Mice. The quadruple homozygote floxed mice for RIM1αβ (Kaeser et al., 2008) (RRID: IMSR_JAX:015832), RIM2αβγ (Kaeser et al., 2011) (RRID: IMSR_JAX:015833), ELKS1α (Liu et al., 2014) (RRID: IMSR_JAX:015830) and ELKS2a (Kaeser et al., 2009) (RRID: IMSR_JAX:015831) were previously described (Wang et al., 2016). All animal experiments were performed according to institutional guidelines at Harvard University.


Cell culture and lentiviral infection. Primary mouse hippocampal cultures were generated from newborn conditional quadruple floxed pups as described before (Held et al., 2020; Wang et al., 2016). Mice were anesthetized on ice slurry within 24 h after birth and the hippocampus was dissected out. Cells were dissociated and plated onto glass coverslips in tissue culture medium composed of Minimum Essential Medium (MEM) with 0.5% glucose, 0.02% NaHCO3, 0.1 mg/mL transferrin, 10% Fetal Select bovine serum (Atlas Biologicals FS-0500-AD), 2 mM L-glutamine, and 25 μg/mL insulin. Cultures were maintained in a 37° C.-tissue culture incubator, and after ˜24 h the plating medium was exchanged with growth medium composed of MEM with 0.5% glucose, 0.02% NaHCO3, 0.1 mg/mL transferrin, 5% Fetal Select bovine serum (Atlas Biologicals FS-0500-AD), 2% B-27 supplement (Thermo Fisher 17504044), and 0.5 mM L-glutamine. At DIV3 or DIV4, depending on growth, 50% or 75% of the medium were exchanged with growth medium supplemented with 4 μM Cytosine β-D-arabinofuranoside (AraC) to inhibit glial cell growth. Lentiviruses expressing EGFP-tagged cre recombinase (to generate cKOR+E neurons, made using pFSW EGFP cre) or a truncated, enzymatically inactive EGFP-tagged cre protein (to generate controlR+E neurons, made using pFSW EGFP Acre) were produced in HEK293T cells by Ca2+-phosphate transfection. Expression in lentiviral constructs was driven by the human Synapsin promoter to restrict expression to neurons (Liu et al., 2014; Wang et al., 2016) except for the RIM1αhigh condition (which was done using FUGW-RIM1α with a ubiquitin promoter). For cre-expressing and control virus, neurons were infected with HEK cell supernatant at DIV5 as described (Liu et al., 2014; Wang et al., 2016). For rescue with the various protein variants (ELKS1αB, ELKS2αB, RIM1α, RIM1 mutants, CaVβ4, β4-Zn and other RIM1-Zn fusion constructs), neurons were infected with rescue virus at DIV3 (a virus made using pFSW without a cDNA inserted in the multiple cloning site was used in the control conditions instead of a rescue virus) and with cre or Acre virus at DIV5. Analyses were performed at DIV15-19.

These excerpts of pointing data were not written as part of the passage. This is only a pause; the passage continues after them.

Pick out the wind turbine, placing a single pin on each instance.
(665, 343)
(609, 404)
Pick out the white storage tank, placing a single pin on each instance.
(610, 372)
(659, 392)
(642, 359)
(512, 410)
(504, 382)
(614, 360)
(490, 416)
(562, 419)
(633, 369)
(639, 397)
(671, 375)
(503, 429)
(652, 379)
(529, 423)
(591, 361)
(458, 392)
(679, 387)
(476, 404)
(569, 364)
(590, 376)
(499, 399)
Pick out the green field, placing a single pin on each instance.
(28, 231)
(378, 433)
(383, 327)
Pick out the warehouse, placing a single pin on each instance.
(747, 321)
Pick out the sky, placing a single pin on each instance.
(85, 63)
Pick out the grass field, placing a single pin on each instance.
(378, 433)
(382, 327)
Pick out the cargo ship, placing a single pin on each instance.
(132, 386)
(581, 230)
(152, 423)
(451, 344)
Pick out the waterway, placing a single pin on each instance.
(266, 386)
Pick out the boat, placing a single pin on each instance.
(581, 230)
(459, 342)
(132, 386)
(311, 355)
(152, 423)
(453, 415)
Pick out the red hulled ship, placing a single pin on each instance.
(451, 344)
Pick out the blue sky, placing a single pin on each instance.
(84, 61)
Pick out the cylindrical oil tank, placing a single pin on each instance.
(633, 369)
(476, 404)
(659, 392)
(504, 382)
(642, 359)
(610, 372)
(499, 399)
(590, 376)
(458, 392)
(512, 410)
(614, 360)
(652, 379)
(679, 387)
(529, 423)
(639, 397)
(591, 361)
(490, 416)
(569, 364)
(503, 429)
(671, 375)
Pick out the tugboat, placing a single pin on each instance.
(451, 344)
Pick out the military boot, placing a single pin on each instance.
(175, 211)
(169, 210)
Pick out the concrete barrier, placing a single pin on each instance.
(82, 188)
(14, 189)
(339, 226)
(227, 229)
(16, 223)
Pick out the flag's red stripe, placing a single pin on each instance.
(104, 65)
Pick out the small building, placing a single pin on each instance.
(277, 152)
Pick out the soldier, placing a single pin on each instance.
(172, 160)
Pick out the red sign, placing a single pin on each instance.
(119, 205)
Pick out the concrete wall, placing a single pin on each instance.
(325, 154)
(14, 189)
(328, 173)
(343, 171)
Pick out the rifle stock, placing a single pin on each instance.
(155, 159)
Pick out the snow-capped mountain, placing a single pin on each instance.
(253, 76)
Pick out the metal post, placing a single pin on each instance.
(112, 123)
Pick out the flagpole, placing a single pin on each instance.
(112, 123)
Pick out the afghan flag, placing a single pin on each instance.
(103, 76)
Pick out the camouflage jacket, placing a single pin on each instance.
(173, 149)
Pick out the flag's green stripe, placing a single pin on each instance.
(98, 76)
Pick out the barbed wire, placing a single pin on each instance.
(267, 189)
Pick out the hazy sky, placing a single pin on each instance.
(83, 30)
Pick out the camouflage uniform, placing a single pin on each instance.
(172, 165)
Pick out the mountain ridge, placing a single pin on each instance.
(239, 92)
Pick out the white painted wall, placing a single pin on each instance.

Rescue constructs. For full-length RIM1α (all residue numbering is provided according to Uniprot ID Q9JIR4), the open reading frame (ORF) was subcloned into lentiviral backbones and expression was driven by either a synapsin promoter (pFSW RIM1α-HA, p592) for lower expression or a ubiquitin promoter (pFUGW RIM1α-HA, p591, described in (de Jong et al., 2018)) for higher expression.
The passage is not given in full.